As I've been looking for a way to create a better future for myself, I found this place called Arthur Morgan, a small boarding school in the Blue Ridge Mountains. I got to go visit a couple months ago and it was everything I hoped for and more! Surrounded by beautiful mountains and woods, we sang songs every morning, there were cows and chickens and sheep, the other kids were super mature and fun, the classes were very small, and INTERESTING! They served great homemade snacks between classes. For PE, we hiked in the woods and played fun, athletic games. It felt really good to me there, surrounded by mountains, forests, and lots of animals. I applied and they accepted me... YAY! Although the school has never had an out trans student before, they're very excited about welcoming me to the community. The staff is doing workshops to learn how to be good allies for me, and any other trans kids they get in the future. I really feel like this sort of outdoor education within a small community will bring out the best in me, and help me build a solid foundation for the rest of my life.Arthur Morgan has given Asher a $7000 scholarship, and his mom has $5000 to contribute, but it will take more for him to attend. So he has set up a funding page at Indiegogo. Of the $13,000 balance he needs to raise, at the time of the first writing of this, he had $2946.

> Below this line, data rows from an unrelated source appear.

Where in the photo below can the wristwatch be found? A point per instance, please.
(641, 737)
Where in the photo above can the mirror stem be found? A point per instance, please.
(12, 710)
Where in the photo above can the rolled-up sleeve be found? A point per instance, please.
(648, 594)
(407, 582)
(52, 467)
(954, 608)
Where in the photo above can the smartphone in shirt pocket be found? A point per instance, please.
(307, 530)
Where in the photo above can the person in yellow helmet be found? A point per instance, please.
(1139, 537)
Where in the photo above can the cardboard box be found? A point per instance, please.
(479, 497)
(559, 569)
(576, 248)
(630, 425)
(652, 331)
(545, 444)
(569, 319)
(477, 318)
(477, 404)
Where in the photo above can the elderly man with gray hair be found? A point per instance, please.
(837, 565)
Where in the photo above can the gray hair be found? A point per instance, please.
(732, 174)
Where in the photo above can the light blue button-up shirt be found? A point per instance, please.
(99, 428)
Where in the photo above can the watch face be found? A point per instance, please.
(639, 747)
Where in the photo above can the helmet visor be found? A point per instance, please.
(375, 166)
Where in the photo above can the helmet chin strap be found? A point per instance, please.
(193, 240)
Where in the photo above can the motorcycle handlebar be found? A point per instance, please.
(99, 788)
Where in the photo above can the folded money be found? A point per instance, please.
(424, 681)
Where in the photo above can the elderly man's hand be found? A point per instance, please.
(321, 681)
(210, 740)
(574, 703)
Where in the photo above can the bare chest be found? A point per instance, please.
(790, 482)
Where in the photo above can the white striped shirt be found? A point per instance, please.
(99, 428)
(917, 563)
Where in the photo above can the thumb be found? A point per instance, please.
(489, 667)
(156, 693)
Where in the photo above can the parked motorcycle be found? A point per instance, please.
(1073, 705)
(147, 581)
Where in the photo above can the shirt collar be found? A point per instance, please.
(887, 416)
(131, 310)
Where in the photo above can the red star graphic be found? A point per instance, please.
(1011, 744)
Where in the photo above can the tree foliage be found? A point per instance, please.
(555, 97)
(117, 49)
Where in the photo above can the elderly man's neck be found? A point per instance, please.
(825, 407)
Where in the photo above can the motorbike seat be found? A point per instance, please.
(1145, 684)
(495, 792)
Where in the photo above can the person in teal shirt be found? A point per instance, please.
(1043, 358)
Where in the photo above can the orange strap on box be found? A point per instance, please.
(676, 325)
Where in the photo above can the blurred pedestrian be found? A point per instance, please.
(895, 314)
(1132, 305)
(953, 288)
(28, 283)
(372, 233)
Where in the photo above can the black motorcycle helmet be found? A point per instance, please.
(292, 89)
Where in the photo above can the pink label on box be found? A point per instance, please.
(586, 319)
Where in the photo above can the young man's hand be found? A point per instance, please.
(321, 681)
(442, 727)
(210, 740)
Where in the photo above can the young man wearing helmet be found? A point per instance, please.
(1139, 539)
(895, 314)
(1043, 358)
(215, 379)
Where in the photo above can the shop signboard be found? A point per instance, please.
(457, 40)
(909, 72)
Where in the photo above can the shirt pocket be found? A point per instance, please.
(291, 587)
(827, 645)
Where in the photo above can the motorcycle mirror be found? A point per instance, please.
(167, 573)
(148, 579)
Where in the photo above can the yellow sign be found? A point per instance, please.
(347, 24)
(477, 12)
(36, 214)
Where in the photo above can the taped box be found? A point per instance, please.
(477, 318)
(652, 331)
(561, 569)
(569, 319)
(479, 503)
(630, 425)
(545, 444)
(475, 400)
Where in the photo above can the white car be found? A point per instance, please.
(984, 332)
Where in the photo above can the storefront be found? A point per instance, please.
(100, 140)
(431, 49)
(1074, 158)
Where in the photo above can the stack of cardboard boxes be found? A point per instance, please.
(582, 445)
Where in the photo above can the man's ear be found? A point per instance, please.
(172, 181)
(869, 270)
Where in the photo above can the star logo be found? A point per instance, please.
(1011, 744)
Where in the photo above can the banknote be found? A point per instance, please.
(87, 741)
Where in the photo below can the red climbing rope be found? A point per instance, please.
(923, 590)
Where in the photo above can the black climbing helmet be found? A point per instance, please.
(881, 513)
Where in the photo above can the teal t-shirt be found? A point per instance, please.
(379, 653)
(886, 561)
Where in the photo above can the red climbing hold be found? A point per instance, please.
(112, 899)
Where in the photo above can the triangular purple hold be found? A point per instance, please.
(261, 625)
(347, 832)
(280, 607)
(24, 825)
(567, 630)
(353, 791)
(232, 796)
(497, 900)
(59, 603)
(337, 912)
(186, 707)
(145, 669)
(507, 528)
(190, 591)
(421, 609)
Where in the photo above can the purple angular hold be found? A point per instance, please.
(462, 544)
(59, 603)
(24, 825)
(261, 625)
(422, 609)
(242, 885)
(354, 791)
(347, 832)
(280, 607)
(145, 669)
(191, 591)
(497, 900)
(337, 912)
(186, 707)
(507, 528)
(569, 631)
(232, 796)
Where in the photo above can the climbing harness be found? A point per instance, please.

Since Friday, the amount donated has risen to $3766. So we may have had a hand in raising an additional $820. I'm hoping we can do a bit better.
Even if you can't afford to donate to my campaign, you can still help! You can SPREAD THE WORD by forwarding this to your friends, POSTING IT TO YOUR FB WALL, telling people you work with, announcing it at potlucks, and whatever else.I received an email via AERA-QUEER-STUDIES that contained a bit more:
Asher and I live in the same town - Gainesville, FL; he's indeed being raised by/amongst a super-fabulous group of queer people. He's amazing and a delight. We're all doing what we can for him, but he needs more support than what we can give.
He wrote about himself and the school he wants to go to, but let me tell you just a little bit about Gainesville's queer community: We're small, but intensely supportive. In the last six months alone we've raised money for one trans lady's transition, dental bridge work for a genderqueer person who's been having trouble finding a job with health insurance in this Deep South town, and for a computer and a projector for the trans awareness group I'm part of; we've started a queer reading group, monthly queer dance parties, and PFLAG. We have a few drag families, feminist poetry jams, a roller derby league, and a free university. There are several different groups that do awareness training for medical professionals, crisis counselors, educators, and private employers. This is a remarkably strong and resilient community, because being queer in Dixie is no joke, especially if you're gender non-conforming and don't have a lot of financial resources, which is true of almost all of us. All of this is happening in the face of a hostile city commission, police force, and university - not to mention being home to two of the most extreme right-wing fringe religious communities in the US (remember the guy who burned the Koran? That was here). So what I'm saying is this: It would mean so much to Asher to have your support, but it would also mean a lot to the family of queerdos here. We've been working hard to survive, and lately, to do more than that. Helping Asher would be helping all of us. We love him fiercely.